O advento da popularização das tecnologias digitais, em paralelo com a hiperconexão trazida pela Internet, criou o que muitos hoje chamam de ambiente digital. Neste espaço vimos nascer uma nova ecologia do conhecimento e da cultura, que tem gerado impactos significativos nos processos de acesso, produção, reprodução, distribuição e armazenamento de conteúdos. Este novo ambiente é, em última instância,
formatado pelo marco legal dos direitos de propriedade intelectual vigente. Na sociedade da informação, acesso ao conhecimento e à cultura, liberdade de expressão, criatividade digital, inovação científica e outros benefícios potencializados pela rede global dependem diretamente do reconhecimento da importância de uma esfera pública fortalecida. Entretanto, como resultado da pressão de setores organizados da indústria cultural, a evolução das leis que regulam os direitos de autor nas últimas décadas foi pautada pela ógica da sobre-proteção -- quanto maior o controle no acesso, por mais tempo, melhor.
A Ecologia Digital argumenta, de forma análoga ao movimento ambientalista, que devemos tornar visíveis as contribuições invisíveis do domínio público ao desenvolvimento da sociedade da informação. É fundamental que possamos demonstrar os “serviços ao ecossistema” prestados pelo reservatório vital de liberdade na cultura e na ciência. Este novo ativismo deve desenvolver um conjunto de ferramentas conceituais e analíticas
apto a revelar um melhor entendimento econômico sobre os processos de criatividade distribuída (open source), e uma análise mais refinada da importância do ‘outro lado’ da propriedade intelectual. Nesta perspectiva, o domínio público é vital para a inovação e a cultura, da mesma forma como o são os conteúdos protegidos por direitos autorais.
Os ambientalistas obtiveram êxito em demonstrar a importância da ecologia para a saúde humana, e a necessidade de um desenvolvimento sustentável. Cabe ao ativismo da ecologia digital promover uma perspectiva mais sofisticada sobre o necessário equilíbrio entre os direitos de propriedade intelectual e o domínio público. A missão deste novo ativismo é popularizar a visão de que, sob o paradigma da sociedade da informação, os processos de inovação se dão no âmbito da interação dinâmica entre as dimensões do conteúdo livre e do conteúdo protegido. Neste sentido, é necessária revisão urgente dos marcos regulatórios
de propriedade intelectual subordinados à lógica de sobre-proteção dos direitos de autor.

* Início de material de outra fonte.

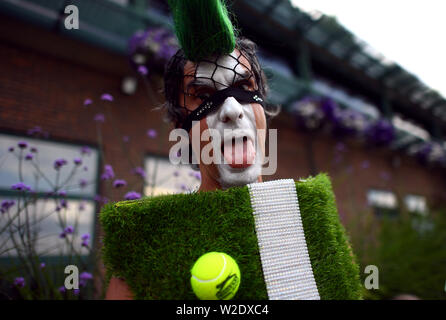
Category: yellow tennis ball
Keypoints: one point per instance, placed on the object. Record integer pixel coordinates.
(215, 276)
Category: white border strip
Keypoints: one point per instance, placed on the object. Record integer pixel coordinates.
(283, 250)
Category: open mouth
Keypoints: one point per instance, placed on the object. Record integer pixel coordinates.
(239, 152)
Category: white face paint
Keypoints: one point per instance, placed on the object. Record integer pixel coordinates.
(239, 118)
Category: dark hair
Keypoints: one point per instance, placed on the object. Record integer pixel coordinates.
(174, 73)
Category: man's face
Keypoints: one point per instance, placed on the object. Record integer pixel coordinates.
(242, 145)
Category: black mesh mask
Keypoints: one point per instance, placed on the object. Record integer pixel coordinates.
(215, 94)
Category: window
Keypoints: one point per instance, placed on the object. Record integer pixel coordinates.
(62, 182)
(384, 203)
(162, 177)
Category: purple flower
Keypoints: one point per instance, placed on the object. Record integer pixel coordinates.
(100, 199)
(151, 133)
(69, 230)
(19, 282)
(20, 187)
(22, 144)
(330, 108)
(85, 276)
(107, 97)
(59, 163)
(132, 195)
(6, 204)
(82, 183)
(197, 175)
(385, 175)
(77, 161)
(139, 171)
(63, 203)
(143, 70)
(85, 240)
(85, 150)
(108, 172)
(99, 117)
(340, 147)
(365, 164)
(119, 183)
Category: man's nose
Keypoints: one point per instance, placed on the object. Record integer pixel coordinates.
(231, 110)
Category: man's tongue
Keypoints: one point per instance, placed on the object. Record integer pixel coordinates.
(241, 154)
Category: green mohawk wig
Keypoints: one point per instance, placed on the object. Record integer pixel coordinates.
(203, 27)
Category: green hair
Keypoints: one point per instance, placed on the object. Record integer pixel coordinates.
(203, 27)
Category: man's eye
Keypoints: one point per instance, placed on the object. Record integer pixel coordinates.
(204, 95)
(244, 84)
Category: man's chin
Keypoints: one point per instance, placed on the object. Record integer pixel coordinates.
(238, 176)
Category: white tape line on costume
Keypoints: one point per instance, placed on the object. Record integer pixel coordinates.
(284, 255)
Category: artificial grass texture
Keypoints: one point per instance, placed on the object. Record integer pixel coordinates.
(153, 243)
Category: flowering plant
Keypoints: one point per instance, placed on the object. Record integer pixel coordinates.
(151, 49)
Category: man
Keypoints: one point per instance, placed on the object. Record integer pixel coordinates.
(215, 91)
(240, 124)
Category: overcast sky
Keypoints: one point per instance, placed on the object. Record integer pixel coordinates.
(409, 32)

Assim como outrora foi criada a noção de ambiente, cabe agora ao ambientalismo digital (cultural) inventar o domínio público, antes de salvá-lo.

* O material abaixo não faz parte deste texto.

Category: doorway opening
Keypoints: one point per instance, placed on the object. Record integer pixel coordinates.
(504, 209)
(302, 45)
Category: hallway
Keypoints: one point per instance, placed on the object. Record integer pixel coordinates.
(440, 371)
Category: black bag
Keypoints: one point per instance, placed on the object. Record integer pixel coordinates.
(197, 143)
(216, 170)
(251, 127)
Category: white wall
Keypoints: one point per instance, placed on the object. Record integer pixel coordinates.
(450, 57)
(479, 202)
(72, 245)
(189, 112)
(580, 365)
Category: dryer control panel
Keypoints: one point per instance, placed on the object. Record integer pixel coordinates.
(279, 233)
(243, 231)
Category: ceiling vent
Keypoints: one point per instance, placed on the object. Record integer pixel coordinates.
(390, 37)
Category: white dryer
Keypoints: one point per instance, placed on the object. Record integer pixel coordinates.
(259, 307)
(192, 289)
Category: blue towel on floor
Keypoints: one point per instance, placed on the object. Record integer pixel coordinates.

* Originalmente publicado no e-book “Para Entender a Internet”.
¹ José Murilo Junior se apresenta: Sou um blogueiro brasileiro. ‘Ecologia Digital’, o blog, foi lançado em 2002, e desde o início a idéia era registrar o ativismo digital que surgia em questões relacionadas a abusos na proteção de direitos autorais e manutenção das liberdades civis no ambiente da rede. Desde 2004 ocupo o cargo de Gerente de Informações Estratégicas no Ministério da Cultura, e o objetivo maior é desenvolver projetos open source dentro do governo, transformando possibilidades avançadas da web em política pública. Minha atividade blogueira me levou a conhecer o Global Voices Online em 2006, e além de fundar o GVO em Português, colaboro como editor de Língua Portuguesa no projeto. As blogadas em inglês ficam no ‘Eco-Rama’. Minha graduação é em Psicologia Clínica - CEUB, com passagens pela Sociologia e Filosofia na UnB. Fui guitarrista da ‘Banda 69’ nos anos dourados do Rock em Brasília (81 a 85), moro na comunidade Céu do planalto desde 1994, e tenho 4 filhos: Luiza (21), Gabriela (17), Miguel (16) e Elisa (3).